The action of the play takes place in the Winslow family home in Kensington, London, in the years immediately before the First World War. The fourteen-year-old Ronnie Winslow has been expelled from naval college, accused of the theft of a postal order. The boy remains adamant that he is innocent. Enraged, his father Arthur engages a leading lawyer, Sir Robert Morton, to challenge the Admiralty to prove the charges in court. The play follows Arthur’s attempts to clear his son’s name, even in the face of public opposition and weakening resolve. Each member of the family suffers as the case slowly unfolds, including Ronnie’s suffragette sister Catherine, who sacrifices her own happiness and ambition in the pursuit of justice for her brother.
Although Rattigan’s play is closely based on the well-publicised 1910 trial of George Archer-Shee, he eschewed the option of showing us the courtroom proceedings and instead chose to set the play entirely within the Winslow family home. The result is a play that, as Dan Rebellato argues in his introduction to the edition published by Nick Hern Books (1994), adopts ‘the sturdy form of the four-act “well-made play”, which had become the staple of the late Victorian and Edwardian theatre… while providing a series of technical devices to introduce the legal story, this model also gives Rattigan a formal language with which to conjure up a family living on the other side of two world wars.’
Furthermore, the names of most of the characters have been altered from those of their real-life counterparts in the Archer-Shee case, and Rattigan transformed the conservative Winslow daughter, Catherine, into a suffragette.
The Lyric Theatre premiere was directed by Glen Byam Shaw, with Michael Newell as Ronnie Winslow, Kathleen Harrison as Violet, Frank Cellier as Arthur Winslow, Madge Compton as Grace Winslow, Jack Watling as Dickie Winslow, Angela Baddeley as Catherine Winslow, Alastair Bannerman as John Watherstone, Clive Morton as Desmond Curry, Mona Washbourne as Miss Barnes, Brian Harding as Fred and Emlyn Williams as Sir Robert Morton.

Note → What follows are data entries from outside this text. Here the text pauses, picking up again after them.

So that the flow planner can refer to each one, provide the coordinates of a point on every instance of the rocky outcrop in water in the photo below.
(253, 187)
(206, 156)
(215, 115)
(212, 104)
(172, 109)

The production received good reviews and strong box office returns. For the first time in Rattigan’s career, as Dan Rebellato argues in his introduction, ‘the critics began to recognize Rattigan’s complexity and skill, and that his apparently uncomplicated, wellmade plays artfully concealed levels of narrative sophistication.’
The play became a staple of repertory theatre and has enjoyed several high-profile revivals, both in the West End and on Broadway. It was turned into a feature film in 1948, directed by Anthony Asquith, and again in 1999 by David Mamet. The play won the Ellen Terry Award for Best New Play and, on its US premiere at the Empire Theatre in October 1947, received the New York Critics’ Circle Award for Best Foreign Play.